Questo mese ci fa capire, inoltre, che l’unione fa la forza e che bisogna seguire l’esempio di persone come Giovanni Falcone, Paolo Borsellino e Giuseppe Impastato, a cui vanno attribuiti dei grandissimi meriti, perché combattere la mafia non è da tutti.
La nostra attività è cominciata con la lettura di un romanzo intitolato: “La ragazza che sognava di sconfiggere la mafia”.
Il libro, che tratta di tematiche importanti e avvincenti, racconta la storia di una ragazza determinata che vuole rendere il suo paesino in Calabria un posto più giusto e vivibile, facendo in modo che nessuno debba più vivere nella paura di ingiustizie e soprusi.
Ma il suo percorso non è affatto semplice, anzi, è pieno di imprevisti, come l’assassinio di Falcone e Borsellino, due grandi difensori della legalità che hanno combattuto la mafia per tutta la vita.
Nonostante ciò, la protagonista riesce ad andare avanti con molto coraggio, perché ha capito che nel suo paese c’è qualcosa di buono che va valorizzato.
Ma il nostro percorso per il mese della legalità non è di certo finito qui.
Infatti, abbiamo ascoltato tutti assieme due canzoni intitolate “Pensa” e “Cento passi”, ricche di belle frasi da ricordare, ma quella che forse mi ha colpito di più è la seguente:
“Si sa dove si nasce ma non dove si muore”.
Con questa frase ci colleghiamo anche a un altro lavoro che invece ha riguardato gli Istituti di Pena Minorili.
Molti dei ragazzi che finiscono in un istituto di pena lo fanno perché sono nati in un ambiente sbagliato.
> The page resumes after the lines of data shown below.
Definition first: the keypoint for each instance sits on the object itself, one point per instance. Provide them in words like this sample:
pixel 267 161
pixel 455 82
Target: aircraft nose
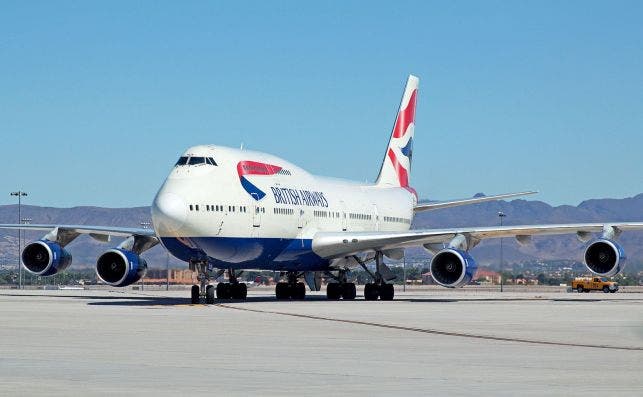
pixel 169 212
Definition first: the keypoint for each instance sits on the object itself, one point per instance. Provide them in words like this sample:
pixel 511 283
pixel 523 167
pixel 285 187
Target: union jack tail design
pixel 396 167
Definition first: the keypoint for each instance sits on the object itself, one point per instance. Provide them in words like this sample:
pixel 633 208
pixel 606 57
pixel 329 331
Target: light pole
pixel 144 225
pixel 24 221
pixel 501 215
pixel 167 271
pixel 404 271
pixel 20 194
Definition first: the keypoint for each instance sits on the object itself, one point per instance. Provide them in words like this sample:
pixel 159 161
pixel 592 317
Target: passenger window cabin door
pixel 256 212
pixel 343 215
pixel 376 218
pixel 301 222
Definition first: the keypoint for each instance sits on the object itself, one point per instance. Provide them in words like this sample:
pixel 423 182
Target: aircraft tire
pixel 387 292
pixel 333 291
pixel 371 292
pixel 299 291
pixel 349 292
pixel 209 294
pixel 194 295
pixel 223 291
pixel 282 291
pixel 239 291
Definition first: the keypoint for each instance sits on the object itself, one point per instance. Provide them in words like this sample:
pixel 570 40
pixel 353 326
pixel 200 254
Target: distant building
pixel 487 275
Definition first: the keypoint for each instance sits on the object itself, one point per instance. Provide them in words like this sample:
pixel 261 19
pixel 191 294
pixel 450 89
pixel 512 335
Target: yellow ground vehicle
pixel 586 284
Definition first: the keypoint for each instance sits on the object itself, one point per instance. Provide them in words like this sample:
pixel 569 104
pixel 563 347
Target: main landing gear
pixel 379 288
pixel 232 290
pixel 342 289
pixel 292 289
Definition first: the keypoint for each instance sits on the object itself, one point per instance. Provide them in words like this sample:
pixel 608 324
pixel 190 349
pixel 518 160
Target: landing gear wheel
pixel 239 291
pixel 333 291
pixel 299 291
pixel 282 291
pixel 209 294
pixel 387 292
pixel 371 292
pixel 223 291
pixel 349 292
pixel 194 297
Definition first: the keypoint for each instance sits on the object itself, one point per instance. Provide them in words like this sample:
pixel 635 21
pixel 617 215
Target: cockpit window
pixel 194 160
pixel 183 160
pixel 197 160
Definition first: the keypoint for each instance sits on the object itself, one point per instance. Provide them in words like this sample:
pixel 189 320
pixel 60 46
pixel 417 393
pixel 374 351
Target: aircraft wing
pixel 341 244
pixel 475 200
pixel 138 239
pixel 87 229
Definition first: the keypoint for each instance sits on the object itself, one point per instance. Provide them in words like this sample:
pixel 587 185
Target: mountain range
pixel 85 250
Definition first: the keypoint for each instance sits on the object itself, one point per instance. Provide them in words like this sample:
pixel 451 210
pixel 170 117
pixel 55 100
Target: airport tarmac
pixel 439 342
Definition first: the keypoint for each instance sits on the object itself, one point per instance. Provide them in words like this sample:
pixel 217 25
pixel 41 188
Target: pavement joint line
pixel 434 331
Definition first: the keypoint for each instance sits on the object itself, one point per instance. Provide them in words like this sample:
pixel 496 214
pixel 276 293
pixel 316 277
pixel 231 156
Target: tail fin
pixel 396 167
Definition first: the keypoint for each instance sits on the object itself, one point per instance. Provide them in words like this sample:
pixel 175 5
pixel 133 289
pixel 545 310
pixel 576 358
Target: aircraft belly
pixel 248 252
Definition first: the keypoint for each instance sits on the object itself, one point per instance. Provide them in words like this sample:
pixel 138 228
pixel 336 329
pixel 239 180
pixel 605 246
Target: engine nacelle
pixel 605 258
pixel 453 268
pixel 120 268
pixel 45 258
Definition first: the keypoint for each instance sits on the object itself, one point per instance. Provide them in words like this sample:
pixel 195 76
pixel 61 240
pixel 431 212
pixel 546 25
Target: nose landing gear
pixel 205 290
pixel 379 288
pixel 342 288
pixel 232 290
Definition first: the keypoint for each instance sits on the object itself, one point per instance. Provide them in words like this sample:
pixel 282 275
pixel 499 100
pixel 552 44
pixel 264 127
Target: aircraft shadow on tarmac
pixel 150 300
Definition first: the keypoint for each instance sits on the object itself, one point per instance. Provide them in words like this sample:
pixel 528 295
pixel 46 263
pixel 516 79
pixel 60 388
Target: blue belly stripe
pixel 248 252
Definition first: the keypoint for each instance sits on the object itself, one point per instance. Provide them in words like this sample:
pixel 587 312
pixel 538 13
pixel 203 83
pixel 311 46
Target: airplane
pixel 224 209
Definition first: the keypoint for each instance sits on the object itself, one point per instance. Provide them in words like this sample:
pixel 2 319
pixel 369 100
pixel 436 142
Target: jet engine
pixel 120 268
pixel 605 257
pixel 45 258
pixel 453 268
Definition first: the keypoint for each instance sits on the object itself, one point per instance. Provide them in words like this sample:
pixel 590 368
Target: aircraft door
pixel 302 220
pixel 343 215
pixel 256 212
pixel 376 217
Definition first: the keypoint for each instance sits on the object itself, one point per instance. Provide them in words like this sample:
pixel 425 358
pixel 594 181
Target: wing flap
pixel 338 244
pixel 474 200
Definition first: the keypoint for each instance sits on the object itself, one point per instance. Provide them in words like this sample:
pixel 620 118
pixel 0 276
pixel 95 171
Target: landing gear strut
pixel 232 290
pixel 292 289
pixel 205 290
pixel 378 288
pixel 341 289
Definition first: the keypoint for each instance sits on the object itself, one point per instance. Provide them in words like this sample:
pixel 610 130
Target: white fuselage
pixel 255 210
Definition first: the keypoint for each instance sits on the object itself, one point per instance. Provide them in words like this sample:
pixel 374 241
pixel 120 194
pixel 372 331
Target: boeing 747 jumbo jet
pixel 224 209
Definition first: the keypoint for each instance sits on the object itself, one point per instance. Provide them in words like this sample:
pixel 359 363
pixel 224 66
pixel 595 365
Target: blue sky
pixel 98 99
Ma il destino è solo e unicamente nelle loro mani: se vogliono, possono cambiare il corso della propria vita, anche se questo vuol dire esporsi e affrontare molti problemi, che però conducono a una vita libera.
Queste azioni sono proprio quelle che compie “Mirea”, la protagonista del docufilm a cui abbiamo assistito, una ragazza che finisce nel carcere minorile di Nisida.
Il suo nome deriva dal latino e significa “ammirare”, infatti l’abbiamo ammirata, non solo per la sua personalità, ma in particolare per le sue sfaccettature e cicatrici che le hanno lasciato un segno indelebile.
La ragazza è un’anima libera e leggera, che guarda il mare di Napoli rinchiusa nel carcere minorile, un posto pieno di stimoli che però rimane comunque un carcere.
Mirea, sentendosi imprigionata, ha il fortissimo desidero di volare via e, fortunatamente, ci riesce, perché ha capito che la sua vita, così come tante altre, non ha significato senza la libertà.
In questo mese le iniziative sono state davvero tantissime, tutte belle e importanti, ma quelle che mi hanno emozionato e mi hanno fatto pensare maggiormente sono state la lettura del libro e la visione del docufilm.
Mi hanno fatto imparare che anche nelle situazioni più difficili, quelle apparentemente senza uscita, c’è sempre speranza se solo si seguono i princìpi della legalità.